For the power sector, the uncertainty of daily-scale CO2 emissions has two sources: the first part of the uncertainty lies in the assumption that the CO2 emissions from daily power generation can be replaced and represented by the CO2 emissions from daily power consumption, and the uncertainty of this process is beyond the scope of this paper; the second part of the uncertainty is mainly from the uncertainty of daily power consumption data itself, which is difficult to assess without further investigation. Therefore, based on the completeness of the daily power consumption data, the uncertainty of this part is divided into two categories: For cities with complete daily power consumption data covering the whole accounting period (2020 to 2021 in this dataset), the uncertainty is from the lack of sampling and the aging of equipment, which is relatively small and neglected. For cities with incomplete daily power consumption data, we compare the real load curve data and simulated load curve and calculate the mean absolute error (MAE) to obtain the uncertainty of the allocation parameters, which is 7.39%.

For the industry sector, the uncertainty is mainly from monthly statistics. Deng et al.45 discuss the uncertainty of China’s industrial sector is 20% with a confidence interval of 68%. We apply this result to the error propagation formula to obtain the uncertainty of daily scale CO2 emissions in the industry sector.
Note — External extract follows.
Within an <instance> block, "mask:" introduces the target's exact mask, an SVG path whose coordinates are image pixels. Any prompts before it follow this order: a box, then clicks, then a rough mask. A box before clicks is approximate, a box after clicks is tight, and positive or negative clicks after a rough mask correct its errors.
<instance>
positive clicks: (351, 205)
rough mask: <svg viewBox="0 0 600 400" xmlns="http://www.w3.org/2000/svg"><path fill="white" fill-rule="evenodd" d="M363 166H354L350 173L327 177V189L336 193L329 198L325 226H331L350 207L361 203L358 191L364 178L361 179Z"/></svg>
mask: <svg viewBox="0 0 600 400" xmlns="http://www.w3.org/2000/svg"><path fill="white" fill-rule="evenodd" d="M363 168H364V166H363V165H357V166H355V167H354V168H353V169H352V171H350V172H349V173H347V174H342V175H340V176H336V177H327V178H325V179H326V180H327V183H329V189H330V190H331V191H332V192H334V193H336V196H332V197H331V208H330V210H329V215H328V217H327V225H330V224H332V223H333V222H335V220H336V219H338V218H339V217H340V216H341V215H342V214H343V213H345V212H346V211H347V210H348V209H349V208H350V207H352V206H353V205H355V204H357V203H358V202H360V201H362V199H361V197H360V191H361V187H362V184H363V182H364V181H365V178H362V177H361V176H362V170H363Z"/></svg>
For the transportation sector, the uncertainty of emissions from the ground transportation sector has two parts, the regression model and the daily-scale allocation of CO2 emissions by traffic flow. The uncertainty quantification of the daily-scale allocation of CO2 emissions requires real daily emissions from ground transportation, which is difficult to obtain and ignored in this study. Therefore, we focus on the uncertainty generated by the regression model. We used the 95% confidence interval of the regression model to estimate the uncertainty generated by the model. Applying the fitting results to the other 47 cities could introduce additional uncertainty, but this uncertainty is difficult to quantify due to the lack of similar accounting data in other cities in China. The uncertainty of the model is involved in error propagation. The daily emissions of aviation and shipping account for a low proportion of the emissions of the entire transportation sector. Therefore, the uncertainty of CO2 emissions in this part is not specifically discussed. Two methods are compared to calculate the uncertainty of the daily emissions of the aviation sector in Liu et al.29, and the uncertainty is cited in this study.

For the residential sector, the source of uncertainty in the service sector is mainly derived from the error in the input-output model and the uncertainty of the moving holiday impact factor, which are given by model contributor’s advice, and set to 5% and 5%, respectively. The overall uncertainties of daily emissions are then computed using the error propagation method (Tables 9, 10).

Table 9 Uncertainties for daily activities and models with sectoral breakdown.
Table 10 Overall uncertainty estimates for each city accounting for daily uncertainties and annual uncertainties.

Usage Notes

The dataset (CMCC-48-cities-v0629.xlsx) is available from figshare41 Each city has more than 3000 lines of data, which will take a long time to load in Excel. We recommend loading the data with a script that can handle large datasets. Users should also note that the unit of emissions in this dataset is ktCO2.